対象は冷房が未設置の542校の8571教室。1教室あたりの標準的な工事費は237万円で、国の補助は43万円と低く、設置が進みませんでした。都が76万円助成することで、市町村は半額程度の負担に軽減されます。来年春休みにも設置工事ができるよう、今年度から助成を実施する方針。
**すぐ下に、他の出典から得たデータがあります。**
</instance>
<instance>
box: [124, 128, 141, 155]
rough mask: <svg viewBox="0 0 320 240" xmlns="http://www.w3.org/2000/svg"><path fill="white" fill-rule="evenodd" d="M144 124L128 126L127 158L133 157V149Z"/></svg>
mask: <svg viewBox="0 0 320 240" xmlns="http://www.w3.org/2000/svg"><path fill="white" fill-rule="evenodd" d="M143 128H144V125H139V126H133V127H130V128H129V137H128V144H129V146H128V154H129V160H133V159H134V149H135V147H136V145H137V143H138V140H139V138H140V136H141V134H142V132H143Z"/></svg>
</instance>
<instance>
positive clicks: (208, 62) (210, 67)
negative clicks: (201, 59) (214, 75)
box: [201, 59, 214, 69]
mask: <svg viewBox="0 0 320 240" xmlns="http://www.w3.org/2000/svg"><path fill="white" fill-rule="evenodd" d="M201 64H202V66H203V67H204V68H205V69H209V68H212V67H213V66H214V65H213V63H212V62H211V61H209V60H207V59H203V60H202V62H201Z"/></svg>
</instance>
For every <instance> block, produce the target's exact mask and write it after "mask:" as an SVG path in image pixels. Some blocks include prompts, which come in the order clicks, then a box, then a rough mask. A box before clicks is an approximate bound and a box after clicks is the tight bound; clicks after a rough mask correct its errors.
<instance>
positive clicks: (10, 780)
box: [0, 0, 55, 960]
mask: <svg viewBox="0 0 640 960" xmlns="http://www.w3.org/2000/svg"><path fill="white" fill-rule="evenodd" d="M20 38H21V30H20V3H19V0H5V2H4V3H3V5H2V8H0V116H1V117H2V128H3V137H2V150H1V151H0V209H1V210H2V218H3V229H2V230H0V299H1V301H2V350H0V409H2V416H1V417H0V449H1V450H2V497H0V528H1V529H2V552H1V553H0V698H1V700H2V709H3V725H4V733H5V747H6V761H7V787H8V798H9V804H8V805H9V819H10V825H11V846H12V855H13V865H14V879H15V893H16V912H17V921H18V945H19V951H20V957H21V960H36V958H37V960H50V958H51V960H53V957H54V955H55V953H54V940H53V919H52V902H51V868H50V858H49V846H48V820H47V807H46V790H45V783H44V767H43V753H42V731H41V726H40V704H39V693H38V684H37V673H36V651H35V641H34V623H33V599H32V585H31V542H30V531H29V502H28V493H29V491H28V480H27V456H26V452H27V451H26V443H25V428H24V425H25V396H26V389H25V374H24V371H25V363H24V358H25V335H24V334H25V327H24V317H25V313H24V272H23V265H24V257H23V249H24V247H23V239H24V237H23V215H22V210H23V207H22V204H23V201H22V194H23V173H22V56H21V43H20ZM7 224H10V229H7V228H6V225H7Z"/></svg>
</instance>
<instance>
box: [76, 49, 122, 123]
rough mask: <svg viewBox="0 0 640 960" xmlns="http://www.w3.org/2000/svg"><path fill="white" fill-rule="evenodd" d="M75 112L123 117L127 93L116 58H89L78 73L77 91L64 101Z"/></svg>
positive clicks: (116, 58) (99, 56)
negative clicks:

日本共産党のあぜ上三和子都議は12月都議会で冷房化の財政支援を求め、都は「支援策を検討していく」と答弁していました。

町田、東大和両市で冷房化を決定

   公立小中学校普通教室の冷房化で、都が市町村を財政支援することが明らかになったことを受け、東大和市と町田市が相次いで、13年度までに全小中学校の普通教室を冷房化することを決めました。
  東大和市では、9月議会と12月議会で共産党の尾崎りいち市議が一般質問で学校クーラーを要求。12月議会で市は、「都が財政支援を決めればクーラー設置の方向に行く」と答弁していました。同市は、11年度に中学校5校、12年度に小学校10校に設置するとしています。
  町田市では、9月議会で共産党の殿村健一市議が一般質問で要求し、「設置の方向で検討する」との市の答弁を引き出し、12月議会では、同党の佐藤洋子市議の一般質問に「設置する方向で検討をすすめている」と答弁していました。同市では、すでに設置されている学校や、これから大規模改修工事が予定されている学校などを除く50校876教室が対象。今年度大規模改修工事中の1中学校に設置するのをはじめ、11年度に中学校15校、12、13年度に小学校各17校に設置するとしています。関連する補正予算も提案され、全会一致で可決しています。